Mereka diciptakan tentu dengan karakter berbeda. Meskipun mereka terlahir dari ibu yang sama. Tak terasa sebentar lagi (26-8) Naura genap berusia 3 tahun. Selama perjalanan menuju angka itu, begitu banyak hal yang berubah darinya. Naura sudah mengenal warna. Meskipun belum sempurna dalam penyebutannya. Naura sensitif. Cepat terdiam jika dimarahi atau memilih lari dan tengkurap di tempat tidur. Mengenai kosa katapun tak terhingga jumlahnya. Meskipun belum disekolahkan, sebagai ibu berharap ada banyak ilmu pengetahuan yang dia dapat sebelum akhirnya nanti sekolah. Menjelang umurnya yang ke 3y, ayah sudah memberi amanat agar sejak dini dikenakan pakaian yang sopan. minimal bagian bawahnya tertutup. next diharapkan bisa memakai jilbab. jaman sekarang kalau tidak diajarkan nilai2 agama sejak dini takut keblinger.

***

Sementara Rania, sejak usianya 8m sudah terbiasa belajar berjalan atau bisa juga dibilang ‘rambatan’. tingkah lakunya semakin menggemaskan. ceriwis. dan yang pasti selalu bikin mba Naura marah karena diganggu saat main. sebentar lagi usianya genap 10m. entah kejutan apa lagi yang akan muncul. 
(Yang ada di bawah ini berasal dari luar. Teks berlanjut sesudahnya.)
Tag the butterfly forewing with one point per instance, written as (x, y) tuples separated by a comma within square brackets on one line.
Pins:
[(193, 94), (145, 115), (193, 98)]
oh iya, ada hal yang paling disyukuri mengenai vaksin yang digunakan Naura dan Rania. karena RS yang menjadi tempat mereka melakukan imunisasi bebas dari vaksin palsu. Alhamdulillah. ayah sempat mogok ga mau vaksin anak2 sebelum ada pengumuman mengenI RS mana saja yang menggunakan vaksin palsu. sampai akhirnya ada pengumuman pada hari itu, baru deh ayah sepakat untuk vaksin lagi. tapi sayangnya vaksin tyfoid dan influenza yang selama ini ditunggu Naura masih kosong. sudah hampir 1y. tapi vaksin campak untuk Rania siap tersedia.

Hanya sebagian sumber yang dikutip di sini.